Landtagsabgeordnete Dr. Timm Kern, Jürgen Keck und Daniel Karrais zu den Äußerungen des baden-württembergischen Verkehrsministeriums am 29. April 2020 zur Gäubahn:
„Gute Politik beginnt mit einer Analyse der Realität. Die Realität ist, dass Deutschland im Gegensatz zu benachbarten Ländern, wie Dänemark oder der Schweiz, jahrzehntelang an Infrastrukturprojekten plant und sich in Klagen verliert. Die Folgen sind höchst unzufriedene Menschen, die durch tägliche Nadelöhre auf Schienen und Straßen in ihrer alltäglichen Mobilität ausgebremst werden.

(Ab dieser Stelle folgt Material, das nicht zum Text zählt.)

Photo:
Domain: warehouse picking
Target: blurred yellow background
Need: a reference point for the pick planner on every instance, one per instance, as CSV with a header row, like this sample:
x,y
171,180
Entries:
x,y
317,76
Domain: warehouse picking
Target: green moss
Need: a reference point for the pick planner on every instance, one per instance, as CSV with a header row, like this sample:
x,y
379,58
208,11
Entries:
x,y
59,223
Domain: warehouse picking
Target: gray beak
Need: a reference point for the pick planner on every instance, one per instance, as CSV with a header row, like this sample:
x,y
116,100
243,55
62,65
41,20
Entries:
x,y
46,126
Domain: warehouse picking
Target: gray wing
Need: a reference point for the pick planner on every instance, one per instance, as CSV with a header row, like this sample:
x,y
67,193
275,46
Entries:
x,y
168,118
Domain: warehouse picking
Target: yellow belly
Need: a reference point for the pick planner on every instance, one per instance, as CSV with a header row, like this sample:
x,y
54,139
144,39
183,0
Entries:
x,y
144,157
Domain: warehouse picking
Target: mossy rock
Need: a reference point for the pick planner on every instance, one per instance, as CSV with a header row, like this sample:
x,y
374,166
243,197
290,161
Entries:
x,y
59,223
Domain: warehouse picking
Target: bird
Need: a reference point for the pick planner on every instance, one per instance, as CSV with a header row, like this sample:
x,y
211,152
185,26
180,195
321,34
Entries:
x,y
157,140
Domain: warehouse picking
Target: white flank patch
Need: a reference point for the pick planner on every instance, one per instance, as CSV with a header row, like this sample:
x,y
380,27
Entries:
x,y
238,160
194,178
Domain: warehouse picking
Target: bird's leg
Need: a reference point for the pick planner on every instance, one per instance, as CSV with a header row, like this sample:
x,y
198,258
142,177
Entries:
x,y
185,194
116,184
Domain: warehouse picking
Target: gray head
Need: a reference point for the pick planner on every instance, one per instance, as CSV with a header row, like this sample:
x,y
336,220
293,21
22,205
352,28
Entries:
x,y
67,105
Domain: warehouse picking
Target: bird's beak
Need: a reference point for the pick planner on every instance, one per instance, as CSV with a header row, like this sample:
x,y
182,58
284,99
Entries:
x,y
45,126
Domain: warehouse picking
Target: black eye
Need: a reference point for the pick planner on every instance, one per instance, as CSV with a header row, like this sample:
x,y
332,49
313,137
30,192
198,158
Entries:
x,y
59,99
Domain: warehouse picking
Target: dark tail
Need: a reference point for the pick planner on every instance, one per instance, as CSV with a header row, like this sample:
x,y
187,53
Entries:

Leider hat das grün-geführte Verkehrsministerium angesichts dieser Tatsache mit einer ausführlichen Vergangenheitsbewältigung auf unsere Tempo-Forderung für die Gäubahn reagiert (29. April 2020). Uns als Freie Demokraten hätte es gefreut, Minister Winfried Hermann würde sich mit konstruktiven Vorschlägen beteiligen. Aber es ist leider wie so oft bei grüner Verkehrspolitik: viele Ankündigungen für besseren Nah- und Schienenverkehr, aber in der Realität mehr Ausfälle als je zuvor und eine Blockadepolitik, die zu Stillstand führt.
Unsere Plan- und Genehmigungsverfahren sind ineffektiv, bürokratisch und analog. Wer Akten einsehen will, muss in ein Behördenzimmer, wo meterweise Ordner stehen und die Hälfte der Verwaltungsbegriffe vollkommen unverständlich ist. An dieser Realität könnte die Bundes- und Landesregierung durch smarte und frühzeitige Bürgerbeteiligung sofort etwas ändern. Unsere Nachbarn Dänemark und die Schweiz zeigen, wie es geht: frühe Beteiligung mit einer verständlichen Ideenphase, kurze Planungszeiten und sehr hohe Akzeptanz für große Infrastrukturvorhaben in der Bevölkerung. Deshalb sind die verfassungs- und europarechtlichen Bedenken der Grünen ein politisches Ablenkungsmanöver.
Infrastrukturvorhaben von enormer gesellschaftlicher und wirtschaftlicher Bedeutung müssen wir künftig aufgrund parlamentarischer Entscheidungen nach dem Vorbild Dänemarks auf den Weg bringen, dazu gehört auch der weitere Ausbau der Gäubahn.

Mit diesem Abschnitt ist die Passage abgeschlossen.